About

IMG_7713My name is Amy Latka and I am passionate about horses.  I have ridden horses since I was a youngster.  I rode my first off-track Thoroughbred (or OTTB) in college.  Little did I know at the time that these horses would become the focus of my life long passion.

I purchased my first OTTB in 2003 thinking that I had plenty of skill to retrain her.  After all…how hard could it be?  As it turns out, the journey has been a very humbling, yet amazing experience.  And thanks to her, I’ve gained the skills to help over a dozen exracers find new homes and careers.  My initial reasoning for starting this blog was to chronicle my adventures and thoughts on the process of transitioning horses from the track to new careers.  Now, 6 years after starting that retraining journey, I am married with two kids and my focus has shifted.  Throughout this journey, I have always had my own OTTB mare — now I will chronicle our journey of bringing her (and me) up the levels of dressage.

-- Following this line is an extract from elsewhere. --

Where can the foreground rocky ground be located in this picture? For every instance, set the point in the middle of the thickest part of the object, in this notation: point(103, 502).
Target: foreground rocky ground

Feel free to comment and I hope you enjoy your time here!

2 thoughts on “About

  1. I am attempting to do the same thing with an OTTB. Can you recommend any training books that would help me transition my OTTB to Western style riding? Thx

    1. I realize this is REALLY late in responding. But in case anyone else is wondering, no, I don’t have any books to recommend. Mainly because what you need to learn in order to safely and effectively retrain your horse *cannot* be learned from a book. I suggest anyone who is new to OTTBs finds themselves a trainer that has experience working with OTTBs. Get yourself to clinics or private lessons where you can get some hands-on experience with your horse.

      Remember, some times you have to back way up in their training. While most won’t buck you off, fresh off-the-track horses are at most green broke. Generally, they don’t understand use of the reins, use of the rider’s legs, or many of the other subtle parts of riding. It is our job as owners and retrainers to help teach them this. Think of it as learning a foreign language. Its your job to find an instructor/trainer that will help you and your horse speak the same language.